Rabu, 02 September 2026

Tentang Desain yang Tidak Cepat Tua: Arsitektur Hannam di Ecotown Sawangan

Arsitektur Hannam di Ecotown Sawangan

Arsitektur Hannam di Ecotown Sawangan

Dalam dunia properti, desain adalah salah satu aspek yang paling mudah dijual dan paling sering dilebih-lebihkan. Render tiga dimensi bisa membuat bangunan biasa terlihat luar biasa.


Tapi ada perbedaan mendasar antara desain yang dibuat untuk terlihat bagus di brosur dan desain yang dibuat untuk dihuni bertahun-tahun dengan nyaman.


Cluster Hannam di Ecotown at Sawangan memilih jalan yang kedua, dan itu terlihat dari pendekatan yang diambil dalam setiap keputusan desainnya.


Modern Architectural Elegance: Apa Artinya dalam Praktik


Hannam mengidentifikasi dirinya dengan pendekatan desain yang disebut Modern Architectural Elegance.


Di atas kertas, ini terdengar seperti deskripsi generik yang bisa diterapkan ke bangunan apa saja. Tapi dalam implementasinya, pendekatan ini punya karakteristik yang cukup spesifik.


Garis bangunan yang bersih dan tegas, tanpa ornamen berlebihan yang biasanya menjadi ciri khas dari desain yang sedang tren di periode tertentu. Proporsi yang seimbang antara lebar, tinggi, dan kedalaman bangunan.


Pemilihan material yang mengutamakan kualitas dan durabilitas di atas kesan visual jangka pendek.


Hasilnya adalah bangunan yang kemungkinan besar masih terlihat relevan secara estetika satu dekade dari sekarang, bukan bangunan yang sudah terasa ketinggalan zaman dalam tiga atau empat tahun.


Inspirasi Seoul yang Diterjemahkan, Bukan Disalin


Nama Hannam diambil dari Hannam-dong di Seoul, kawasan yang dikenal dengan arsitektur urban yang sophisticated dan timeless.


Yang menarik adalah bahwa Ecotown tidak mencoba menyalin tampilan visual Hannam-dong secara literal, yang akan terasa dipaksakan dan asing dalam konteks tropis Indonesia.


Sebaliknya, yang diadaptasi adalah filosofinya: hunian yang punya karakter kuat, material yang dipilih dengan teliti, dan desain yang tidak bergantung pada tren untuk terlihat baik.


Pendekatan yang jauh lebih sustainable secara estetika dibanding mengejar tren desain yang berubah setiap beberapa tahun.


Tiga Proporsi yang Masing-Masing Punya Karakter


Perbedaan antara Luxe Maison (8x16 m), Luxe Enclave (9x16 m), dan Luxe Manor (10x16 m) bukan sekadar soal angka.
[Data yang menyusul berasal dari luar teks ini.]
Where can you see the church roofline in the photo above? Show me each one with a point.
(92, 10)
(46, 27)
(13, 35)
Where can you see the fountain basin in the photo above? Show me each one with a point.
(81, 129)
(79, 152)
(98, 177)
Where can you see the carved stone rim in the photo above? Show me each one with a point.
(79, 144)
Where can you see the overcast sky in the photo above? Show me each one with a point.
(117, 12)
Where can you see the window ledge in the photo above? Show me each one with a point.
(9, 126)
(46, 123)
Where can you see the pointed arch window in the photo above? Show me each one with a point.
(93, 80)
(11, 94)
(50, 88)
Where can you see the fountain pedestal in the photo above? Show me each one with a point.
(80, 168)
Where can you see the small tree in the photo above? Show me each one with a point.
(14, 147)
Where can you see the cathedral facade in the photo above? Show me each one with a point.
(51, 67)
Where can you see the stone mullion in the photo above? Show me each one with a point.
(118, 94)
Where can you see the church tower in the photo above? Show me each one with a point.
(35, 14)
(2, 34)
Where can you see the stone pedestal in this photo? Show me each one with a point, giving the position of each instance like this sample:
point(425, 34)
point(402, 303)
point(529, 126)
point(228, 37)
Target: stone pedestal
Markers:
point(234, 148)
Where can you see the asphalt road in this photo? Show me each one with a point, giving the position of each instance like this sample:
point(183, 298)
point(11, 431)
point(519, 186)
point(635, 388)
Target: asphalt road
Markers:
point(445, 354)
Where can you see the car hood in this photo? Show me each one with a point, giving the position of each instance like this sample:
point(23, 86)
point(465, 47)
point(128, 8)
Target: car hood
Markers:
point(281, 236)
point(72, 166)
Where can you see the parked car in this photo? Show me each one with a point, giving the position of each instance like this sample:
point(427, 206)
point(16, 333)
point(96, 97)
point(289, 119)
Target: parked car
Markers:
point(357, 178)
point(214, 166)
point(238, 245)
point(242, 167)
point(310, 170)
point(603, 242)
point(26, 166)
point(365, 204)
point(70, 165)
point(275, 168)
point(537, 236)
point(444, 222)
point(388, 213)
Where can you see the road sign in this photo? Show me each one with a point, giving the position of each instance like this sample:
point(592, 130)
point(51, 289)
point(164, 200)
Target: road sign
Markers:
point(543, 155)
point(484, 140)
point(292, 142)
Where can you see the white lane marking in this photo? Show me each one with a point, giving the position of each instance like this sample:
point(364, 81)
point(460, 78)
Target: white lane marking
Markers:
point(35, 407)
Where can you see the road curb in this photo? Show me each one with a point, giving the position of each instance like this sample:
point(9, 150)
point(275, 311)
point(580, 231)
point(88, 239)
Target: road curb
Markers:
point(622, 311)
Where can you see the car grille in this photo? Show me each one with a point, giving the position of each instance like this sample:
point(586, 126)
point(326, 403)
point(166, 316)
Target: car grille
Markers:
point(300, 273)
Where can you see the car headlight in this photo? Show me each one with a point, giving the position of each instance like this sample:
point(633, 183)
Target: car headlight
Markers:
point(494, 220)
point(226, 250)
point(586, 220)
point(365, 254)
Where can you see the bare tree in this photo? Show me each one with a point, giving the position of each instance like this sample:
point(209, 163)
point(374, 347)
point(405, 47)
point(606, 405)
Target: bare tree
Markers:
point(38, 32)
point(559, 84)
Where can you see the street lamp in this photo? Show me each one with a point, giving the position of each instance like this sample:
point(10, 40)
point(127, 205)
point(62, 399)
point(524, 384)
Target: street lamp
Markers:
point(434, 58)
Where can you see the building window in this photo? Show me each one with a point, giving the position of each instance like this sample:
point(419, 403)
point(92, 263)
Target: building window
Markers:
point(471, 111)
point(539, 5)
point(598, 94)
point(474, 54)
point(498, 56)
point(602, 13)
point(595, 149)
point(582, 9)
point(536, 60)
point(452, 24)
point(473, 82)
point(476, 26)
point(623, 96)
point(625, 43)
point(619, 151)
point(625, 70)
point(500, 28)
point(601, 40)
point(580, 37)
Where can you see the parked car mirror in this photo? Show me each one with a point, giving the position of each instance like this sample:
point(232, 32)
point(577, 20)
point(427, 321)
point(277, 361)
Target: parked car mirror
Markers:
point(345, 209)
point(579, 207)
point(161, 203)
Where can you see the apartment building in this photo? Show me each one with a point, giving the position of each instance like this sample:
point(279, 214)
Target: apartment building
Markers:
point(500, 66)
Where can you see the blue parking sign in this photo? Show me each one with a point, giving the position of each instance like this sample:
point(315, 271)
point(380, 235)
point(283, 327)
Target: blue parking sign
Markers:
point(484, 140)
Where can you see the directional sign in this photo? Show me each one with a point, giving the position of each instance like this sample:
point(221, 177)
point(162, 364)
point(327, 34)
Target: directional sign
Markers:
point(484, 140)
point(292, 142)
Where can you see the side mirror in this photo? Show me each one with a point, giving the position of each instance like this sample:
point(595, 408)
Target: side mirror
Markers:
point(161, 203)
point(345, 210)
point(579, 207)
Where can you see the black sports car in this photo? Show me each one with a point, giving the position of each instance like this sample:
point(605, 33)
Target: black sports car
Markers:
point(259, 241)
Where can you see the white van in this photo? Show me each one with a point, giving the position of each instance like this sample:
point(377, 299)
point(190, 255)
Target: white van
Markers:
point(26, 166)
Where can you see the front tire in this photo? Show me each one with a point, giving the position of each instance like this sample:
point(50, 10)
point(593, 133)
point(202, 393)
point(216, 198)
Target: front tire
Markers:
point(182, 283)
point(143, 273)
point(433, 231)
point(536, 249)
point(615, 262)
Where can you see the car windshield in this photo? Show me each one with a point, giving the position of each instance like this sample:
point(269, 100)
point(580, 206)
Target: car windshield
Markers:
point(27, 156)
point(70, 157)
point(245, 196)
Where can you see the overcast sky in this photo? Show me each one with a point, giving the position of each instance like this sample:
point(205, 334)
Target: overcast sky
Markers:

Setiap tipe memiliki proporsi yang berbeda, dan proporsi yang berbeda menghasilkan karakter ruang yang berbeda pula.


Luxe Maison terasa intim dan efisien. Luxe Enclave memberikan keseimbangan antara keintiman dan kelapangan.


Luxe Manor hadir dengan dominasi ruang yang terasa sejak pintu pertama dibuka. Detail visualnya bisa dilihat di halaman rumah di daerah Sawangan.


Kawasan Sebagai Konteks Desain yang Lengkap


Desain bangunan tidak berdiri sendiri. Ia selalu hadir dalam konteks lingkungan di sekitarnya.


Di Ecotown, konteks itu adalah kawasan yang dirancang dengan filosofi liveable city: Central Park, Water Feature, elemen alam, dan infrastruktur komunal yang secara visual dan fungsional melengkapi karakter huniannya.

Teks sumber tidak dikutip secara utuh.